Mit dem Wissen um die zuvor beschriebene Bedeutung und Wirkung der Fachministerkonferenzen wird klar, dass auch deren politische Zusammensetzung eine große Rolle spielt. Besonders interessant ist es, wenn die parteipolitische Zusammensetzung der Fachministerkonferenz nicht der parteipolitischen Mehrheit in der Bundespolitik entspricht – wenn also eine Oppositionspartei im Bund in einer Fachministerkonferenz ein Übergewicht hat.
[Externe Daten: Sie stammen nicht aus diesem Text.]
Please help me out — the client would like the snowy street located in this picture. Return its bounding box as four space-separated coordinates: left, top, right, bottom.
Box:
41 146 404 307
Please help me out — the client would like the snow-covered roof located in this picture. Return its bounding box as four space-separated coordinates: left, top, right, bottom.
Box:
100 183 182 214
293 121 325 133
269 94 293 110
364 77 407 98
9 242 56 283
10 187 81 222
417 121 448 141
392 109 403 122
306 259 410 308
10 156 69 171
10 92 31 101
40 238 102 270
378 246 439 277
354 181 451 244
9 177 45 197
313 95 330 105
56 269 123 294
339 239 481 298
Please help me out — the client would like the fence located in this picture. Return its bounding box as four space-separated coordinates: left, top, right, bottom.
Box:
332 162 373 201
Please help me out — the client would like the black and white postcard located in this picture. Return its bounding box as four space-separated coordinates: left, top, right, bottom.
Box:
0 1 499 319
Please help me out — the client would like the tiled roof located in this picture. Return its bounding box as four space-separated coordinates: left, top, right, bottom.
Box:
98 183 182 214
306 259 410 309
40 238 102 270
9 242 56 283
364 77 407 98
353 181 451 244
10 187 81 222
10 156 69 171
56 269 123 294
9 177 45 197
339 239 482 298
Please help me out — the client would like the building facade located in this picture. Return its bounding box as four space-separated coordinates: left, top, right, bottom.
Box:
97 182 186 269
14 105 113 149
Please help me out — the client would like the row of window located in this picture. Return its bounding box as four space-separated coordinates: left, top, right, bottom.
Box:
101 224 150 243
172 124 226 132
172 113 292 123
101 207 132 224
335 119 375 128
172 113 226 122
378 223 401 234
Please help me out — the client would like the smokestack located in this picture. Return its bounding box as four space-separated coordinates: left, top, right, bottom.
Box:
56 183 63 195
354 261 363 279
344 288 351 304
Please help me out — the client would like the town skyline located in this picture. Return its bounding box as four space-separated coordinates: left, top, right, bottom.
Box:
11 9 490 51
Ein Beispiel hierfür ist etwa die Bauministerkonferenz (BMK), die Konferenz der für das Bauwesen zuständigen Landesministerinnen und -minister. Die untenstehende Abbildung zeigt, dass die für das Bauen zuständigen Landesministerien häufiger von der CDU besetzt sind als etwa andere relevante Ministerien. Dies hat sich die CDU bereits zu Nutze gemacht.
Darstellung der Parteizugehörigkeit der für Bauen, Klimaschutz, Energie und Umwelt zuständigen Landesministerien
Von der BMK gehen immer wieder wichtige Impulse in Richtung Bundesebene aus, gerne wird auch der Konflikt gesucht. Es lohnt ein Blick auf das Thema Gebäudeenergie: hier spielen die Länder eine sehr wichtige Rolle, obwohl der Bereich überwiegend durch Bundesrecht geregelt ist. Dies gilt umso mehr in der aktuellen Situation, in der sich das neu gegründete Bundesministerium für Wohnen, Stadtentwicklung und Bau noch immer im Aufbau befindet und in wichtigen Diskussionen mit den Ländern ins Hintertreffen geriet. Die BMK hat diese Situation genutzt, etwa durch eine klare Position zur Aufgabe des Energieeffizienz-Prinzips und durch die Einsetzung einer Arbeitsgruppe, die ein Konzept für die regulatorische Integration von Lebenszyklusemissionen erarbeiten soll. Dieses Vorgehen unterstreicht die Fähigkeit der Länder, ihre Positionen bei wichtigen Themen abzustimmen. Die BMK hat auch gegenüber der Bundesregierung deutlich gemacht, dass sie die Dekarbonisierung des Gebäudebestandes nicht als übergeordnetes Ziel ansieht, sondern gleichrangig mit der Schaffung von bezahlbarem Wohnraum.
Die Betrachtung der Fachministerkonferenzen aus diesem Blickwinkel zeigt, dass die eigentliche Konfliktlinie im föderalen System nicht immer zwischen Bund und Ländern liegen muss. Beim Thema Gebäudeenergie liegt sie zwischen der Bundesregierung und den CDU-geführten Landesministerien. Diese Erkenntnis verdeutlicht die Bedeutung und den Einfluss der Fachministerkonferenzen im deutschen Föderalismus – und damit ihre kaum zu überschätzende Rolle.